2019-2020日本カー・オブ・ザ・イヤーに選ばれた10ベストモデル(日産デイズと三菱eKクロス/eKワゴンで1モデル)。左からダイハツ タント、トヨタ カローラ、メルセデス・ベンツAクラス、ジャガーIペイス、トヨタ RAV4、ジープ ラングラー、BMW 3シリーズ、マツダ マツダ3、ホンダN-WGN、日産デイズ、三菱eKクロス2019-2020日本カー・オブ・ザ・イヤーに選ばれた10ベストモデル(日産デイズと三菱eKクロス/eKワゴンで1モデル)。左からダイハツ タント、トヨタ カローラ、メルセデス・ベンツAクラス、ジャガーIペイス、トヨタ RAV4、ジープ ラングラー、BMW 3シリーズ、マツダ マツダ3、ホンダN-WGN、日産デイズ、三菱eKクロス

 毎年、言われることではあるが、モデルチェンジサイクルやニューモデルのリリースのタイミングでその年のCOTYは大きく変化する。今年度は35台がノミネートされたが、その内、国産車は13台、残り22台が輸入車と数だけで見ると圧倒的に輸入車の方に勢いがある。参考までにその前年のCOTYでも27台がノミネートされたが、国産車は10台、輸入車は17台と傾向的にはそれほど変わらない。

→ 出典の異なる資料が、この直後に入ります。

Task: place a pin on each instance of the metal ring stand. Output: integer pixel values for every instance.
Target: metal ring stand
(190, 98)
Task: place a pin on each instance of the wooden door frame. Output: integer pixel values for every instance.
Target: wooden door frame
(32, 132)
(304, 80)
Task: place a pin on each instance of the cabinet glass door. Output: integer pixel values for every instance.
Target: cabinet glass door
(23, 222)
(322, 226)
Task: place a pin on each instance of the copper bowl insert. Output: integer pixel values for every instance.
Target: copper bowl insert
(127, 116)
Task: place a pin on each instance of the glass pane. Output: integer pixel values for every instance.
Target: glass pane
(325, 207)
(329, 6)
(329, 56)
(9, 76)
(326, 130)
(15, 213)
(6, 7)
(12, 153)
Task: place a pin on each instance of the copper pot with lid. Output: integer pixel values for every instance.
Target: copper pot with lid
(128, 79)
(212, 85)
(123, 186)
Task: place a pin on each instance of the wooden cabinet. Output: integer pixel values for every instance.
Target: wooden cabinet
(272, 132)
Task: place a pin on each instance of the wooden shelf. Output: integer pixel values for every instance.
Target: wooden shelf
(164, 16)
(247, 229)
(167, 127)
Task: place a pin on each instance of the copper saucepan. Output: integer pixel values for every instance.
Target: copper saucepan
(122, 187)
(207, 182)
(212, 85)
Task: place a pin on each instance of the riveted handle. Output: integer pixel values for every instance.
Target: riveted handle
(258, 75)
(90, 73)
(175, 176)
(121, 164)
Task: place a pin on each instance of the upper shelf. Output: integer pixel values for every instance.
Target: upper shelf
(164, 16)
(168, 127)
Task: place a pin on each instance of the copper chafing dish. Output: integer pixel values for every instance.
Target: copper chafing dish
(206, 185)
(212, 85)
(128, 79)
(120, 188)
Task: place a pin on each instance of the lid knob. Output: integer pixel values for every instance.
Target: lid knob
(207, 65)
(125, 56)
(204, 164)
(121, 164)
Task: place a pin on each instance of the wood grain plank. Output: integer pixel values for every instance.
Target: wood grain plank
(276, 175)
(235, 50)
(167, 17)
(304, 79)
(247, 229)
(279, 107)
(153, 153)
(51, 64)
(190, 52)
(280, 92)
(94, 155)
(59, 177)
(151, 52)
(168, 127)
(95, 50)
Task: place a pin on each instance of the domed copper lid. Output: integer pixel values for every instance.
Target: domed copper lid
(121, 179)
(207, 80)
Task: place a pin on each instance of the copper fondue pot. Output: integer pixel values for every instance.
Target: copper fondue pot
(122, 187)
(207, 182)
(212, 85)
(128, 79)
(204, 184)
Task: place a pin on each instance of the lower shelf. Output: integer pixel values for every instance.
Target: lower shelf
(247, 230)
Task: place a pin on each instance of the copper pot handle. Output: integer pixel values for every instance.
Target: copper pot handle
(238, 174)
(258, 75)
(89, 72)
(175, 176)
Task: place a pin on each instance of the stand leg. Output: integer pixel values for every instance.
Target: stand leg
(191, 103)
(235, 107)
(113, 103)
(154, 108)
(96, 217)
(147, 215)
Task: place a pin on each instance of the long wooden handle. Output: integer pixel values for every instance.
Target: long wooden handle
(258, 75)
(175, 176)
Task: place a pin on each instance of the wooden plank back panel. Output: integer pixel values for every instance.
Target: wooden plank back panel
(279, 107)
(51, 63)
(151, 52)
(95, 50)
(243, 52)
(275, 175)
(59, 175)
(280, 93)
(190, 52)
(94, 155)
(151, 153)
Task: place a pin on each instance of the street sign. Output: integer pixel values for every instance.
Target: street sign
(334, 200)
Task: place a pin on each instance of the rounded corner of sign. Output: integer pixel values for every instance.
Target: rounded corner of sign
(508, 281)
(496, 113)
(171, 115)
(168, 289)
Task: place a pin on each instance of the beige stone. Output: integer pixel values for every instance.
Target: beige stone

 しかし選ばれた10ベストカーを見ると国産車は6台、輸入車は4台と国産車が比率的には逆転している。

2019-2020 COTYの特徴・傾向を解説

1.軽自動車が3台も選出された

 軽自動車に関しては「スモールモビリティ」という部門賞が設定されているが、10ベストに軽自動車が3台選ばれた事。正確に言えば、日産と三菱はそれぞれ別のクルマだが、開発を両社の合弁会社である「NMKV」が行うことで1台とカウントされている。日本が世界に誇れる独自の規格である軽自動車が堂々と「今年の10台」に選ばれたことは世界に発信する賞としても誇らしい。

2.SUV人気は変わらず高い

 COTYを受賞したトヨタ・RAV4を始め、ジャガー・i-PACE、ジープ・ラングラーなど3台が10ベスト入り。さらに言えば、この3台は全くコンセプトも中身も大きく異なる。特にi-PACEはピュアEV(電気自動車)でありながらスポーティなアピアランスを併せ持った新時代のSUVテイストをまとっている。時代が変わっても本格的オフロード性能を持ちながら進化を続けてきたジープとはほぼ真逆の立ち位置にいる点も面白い。

 ハード指向のオフローダーであるジープ ラングラーはエモーショナル部門を受賞。快適性を大きく向上させ、近代的になったことが高評価の理由だろう。価格は490万円~。